Watching Pez work is watching somebody amuse himself. He doesn’t approach a spot like an assassin, all grit-teeth intensity and arched-brow concentration the way most vandals do, but rather like a child given permission to draw on his bedroom walls. He rarely bothers to register what he’s painted as he fills in all available spaces with tags and doodles, and at one point, a giant cock with a dollop of cum bearing his crew's name, "D.F.W."

"I think vandalism above all should just be about anarchy and destruction… I prefer quantity over quality in the sense that I would rather have a thousand minimal tags, like little simple white-out tags, than one crazy piece on a rooftop."

As we traded hugs and stickers before parting, I concluded our day together with the most typical of questions for a vandal, but one that is perhaps more telling than any other.

“What’s your favorite tool?”

With a grin that could be either sly or wise, he replied, “Mop. Filled with Marsh.

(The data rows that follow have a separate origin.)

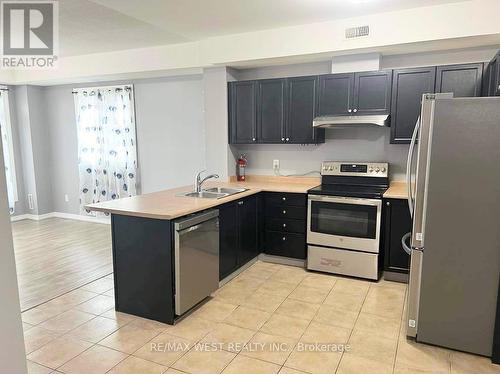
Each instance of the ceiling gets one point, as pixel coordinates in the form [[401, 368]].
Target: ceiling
[[94, 26]]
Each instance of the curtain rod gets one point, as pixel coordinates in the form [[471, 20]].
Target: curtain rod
[[117, 87]]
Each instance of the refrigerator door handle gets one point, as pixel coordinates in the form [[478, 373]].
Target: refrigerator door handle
[[409, 163]]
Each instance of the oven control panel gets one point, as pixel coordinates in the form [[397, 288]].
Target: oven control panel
[[356, 169]]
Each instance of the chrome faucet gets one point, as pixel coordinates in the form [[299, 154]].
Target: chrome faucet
[[198, 181]]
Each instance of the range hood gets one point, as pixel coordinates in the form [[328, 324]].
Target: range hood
[[325, 122]]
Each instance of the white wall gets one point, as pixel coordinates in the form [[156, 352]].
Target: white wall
[[170, 138], [12, 354]]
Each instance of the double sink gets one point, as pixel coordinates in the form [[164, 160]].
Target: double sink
[[215, 192]]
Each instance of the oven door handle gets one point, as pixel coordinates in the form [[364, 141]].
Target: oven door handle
[[346, 200]]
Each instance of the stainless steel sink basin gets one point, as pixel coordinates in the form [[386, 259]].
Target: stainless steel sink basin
[[225, 190], [205, 195]]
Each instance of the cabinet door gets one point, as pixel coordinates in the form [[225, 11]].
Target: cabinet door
[[372, 92], [286, 244], [228, 236], [408, 86], [247, 218], [301, 111], [397, 224], [462, 80], [336, 93], [271, 111], [243, 112]]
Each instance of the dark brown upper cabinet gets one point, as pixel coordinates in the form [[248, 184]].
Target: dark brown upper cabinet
[[336, 94], [463, 80], [372, 92], [355, 93], [271, 110], [301, 110], [408, 86], [243, 112], [283, 110]]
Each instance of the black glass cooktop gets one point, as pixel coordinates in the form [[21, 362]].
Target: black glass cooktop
[[349, 190]]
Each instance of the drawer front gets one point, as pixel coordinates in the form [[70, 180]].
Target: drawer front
[[286, 225], [339, 261], [285, 244], [288, 199], [283, 211]]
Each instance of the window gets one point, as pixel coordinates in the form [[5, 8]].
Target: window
[[8, 148], [107, 151]]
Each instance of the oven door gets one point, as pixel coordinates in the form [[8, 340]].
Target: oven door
[[344, 222]]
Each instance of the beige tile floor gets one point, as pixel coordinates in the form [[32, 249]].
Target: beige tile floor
[[270, 319]]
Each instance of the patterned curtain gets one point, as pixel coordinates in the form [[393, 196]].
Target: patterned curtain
[[7, 150], [107, 152]]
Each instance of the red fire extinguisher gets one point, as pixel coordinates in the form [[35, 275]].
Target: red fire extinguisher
[[241, 164]]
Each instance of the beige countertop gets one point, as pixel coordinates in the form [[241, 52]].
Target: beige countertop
[[396, 190], [168, 205]]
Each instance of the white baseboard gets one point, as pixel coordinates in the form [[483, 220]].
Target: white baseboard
[[78, 217]]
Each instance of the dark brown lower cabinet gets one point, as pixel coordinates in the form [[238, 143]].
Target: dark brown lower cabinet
[[238, 233], [397, 222]]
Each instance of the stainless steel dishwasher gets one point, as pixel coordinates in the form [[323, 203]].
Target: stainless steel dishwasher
[[196, 259]]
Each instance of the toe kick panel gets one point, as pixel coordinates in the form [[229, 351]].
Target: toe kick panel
[[341, 261]]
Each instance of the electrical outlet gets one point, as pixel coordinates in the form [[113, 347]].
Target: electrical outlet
[[31, 204]]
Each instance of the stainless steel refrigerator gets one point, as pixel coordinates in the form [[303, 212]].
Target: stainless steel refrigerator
[[454, 199]]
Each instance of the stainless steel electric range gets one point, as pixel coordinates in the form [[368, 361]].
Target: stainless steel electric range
[[343, 218]]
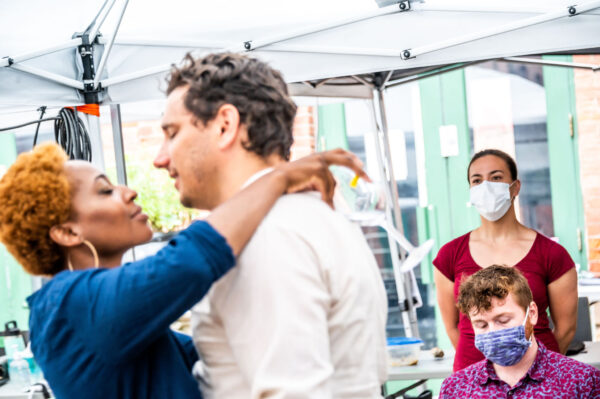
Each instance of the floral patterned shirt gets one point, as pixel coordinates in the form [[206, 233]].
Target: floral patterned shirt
[[551, 375]]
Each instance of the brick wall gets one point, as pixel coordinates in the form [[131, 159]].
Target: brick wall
[[304, 133], [587, 88]]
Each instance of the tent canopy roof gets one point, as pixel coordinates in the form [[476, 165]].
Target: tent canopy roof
[[302, 40]]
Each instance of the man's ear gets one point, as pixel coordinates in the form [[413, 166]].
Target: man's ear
[[65, 235], [228, 122]]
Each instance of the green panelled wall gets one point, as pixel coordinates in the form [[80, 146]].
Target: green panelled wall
[[332, 127], [15, 284], [567, 203], [447, 215]]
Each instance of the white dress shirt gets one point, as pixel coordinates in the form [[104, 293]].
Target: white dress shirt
[[301, 316]]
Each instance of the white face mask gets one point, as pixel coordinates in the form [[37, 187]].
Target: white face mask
[[491, 199]]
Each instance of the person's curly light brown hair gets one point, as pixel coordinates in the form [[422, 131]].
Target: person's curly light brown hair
[[35, 195], [257, 91], [477, 291]]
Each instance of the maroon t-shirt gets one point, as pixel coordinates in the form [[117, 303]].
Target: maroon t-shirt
[[545, 262]]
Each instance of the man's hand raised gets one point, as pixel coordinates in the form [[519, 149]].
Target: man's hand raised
[[312, 173]]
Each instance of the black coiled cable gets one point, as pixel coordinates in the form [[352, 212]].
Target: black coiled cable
[[69, 132]]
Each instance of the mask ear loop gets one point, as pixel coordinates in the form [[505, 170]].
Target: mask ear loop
[[525, 323], [94, 253]]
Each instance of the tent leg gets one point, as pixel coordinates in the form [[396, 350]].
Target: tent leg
[[93, 125], [117, 128], [403, 282], [115, 118]]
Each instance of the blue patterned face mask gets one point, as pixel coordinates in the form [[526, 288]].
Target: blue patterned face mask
[[504, 347]]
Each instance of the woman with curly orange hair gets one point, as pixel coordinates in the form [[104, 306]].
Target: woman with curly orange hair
[[102, 331]]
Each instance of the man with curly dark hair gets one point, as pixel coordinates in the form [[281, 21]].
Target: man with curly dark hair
[[304, 314], [499, 303], [99, 330]]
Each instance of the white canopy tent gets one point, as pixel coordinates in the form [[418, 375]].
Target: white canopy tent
[[68, 52]]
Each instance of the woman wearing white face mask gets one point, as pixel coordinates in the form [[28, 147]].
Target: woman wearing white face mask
[[501, 239]]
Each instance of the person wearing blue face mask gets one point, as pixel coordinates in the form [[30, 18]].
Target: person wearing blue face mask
[[500, 306], [502, 239]]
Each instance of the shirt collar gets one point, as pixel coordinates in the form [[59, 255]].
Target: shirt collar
[[256, 176], [537, 371]]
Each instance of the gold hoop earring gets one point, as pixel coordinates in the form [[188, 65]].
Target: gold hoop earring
[[94, 254]]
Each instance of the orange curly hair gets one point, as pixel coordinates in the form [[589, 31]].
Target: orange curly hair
[[35, 195]]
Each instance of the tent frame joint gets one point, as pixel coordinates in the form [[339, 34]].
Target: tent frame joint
[[86, 52], [404, 5], [572, 11]]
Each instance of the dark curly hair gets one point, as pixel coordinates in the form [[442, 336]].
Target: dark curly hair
[[477, 291], [257, 91], [510, 162], [35, 195]]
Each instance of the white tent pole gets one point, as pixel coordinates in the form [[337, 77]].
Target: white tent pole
[[256, 44], [98, 23], [117, 128], [393, 246], [172, 43], [107, 49], [8, 61], [523, 23], [479, 6], [135, 75], [540, 61], [302, 48], [384, 144], [49, 76], [428, 74], [93, 124]]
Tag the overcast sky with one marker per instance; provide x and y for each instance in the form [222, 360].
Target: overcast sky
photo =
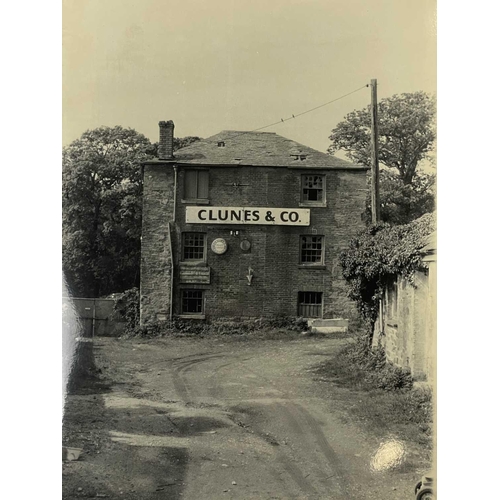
[238, 64]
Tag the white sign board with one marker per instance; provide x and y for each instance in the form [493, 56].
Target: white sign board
[248, 215]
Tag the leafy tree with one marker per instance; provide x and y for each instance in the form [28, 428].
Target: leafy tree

T-Grade. Not K-Grade. T-Grade. That’s what I prefer.”

And being a weirdo is, by definition, doing what one prefers. And graffiti writers are no different.

For Pez, it clearly is the joy of the action that propels him and commits him to the vandal lifestyle, rather than the street fame or gallery fortunes, or even a regard for the grand and storied history of graffiti in San Francisco, in America, and the world at large. It’s just fun to draw on things. Too much fun ever to stop. You go into the ocean and never come back.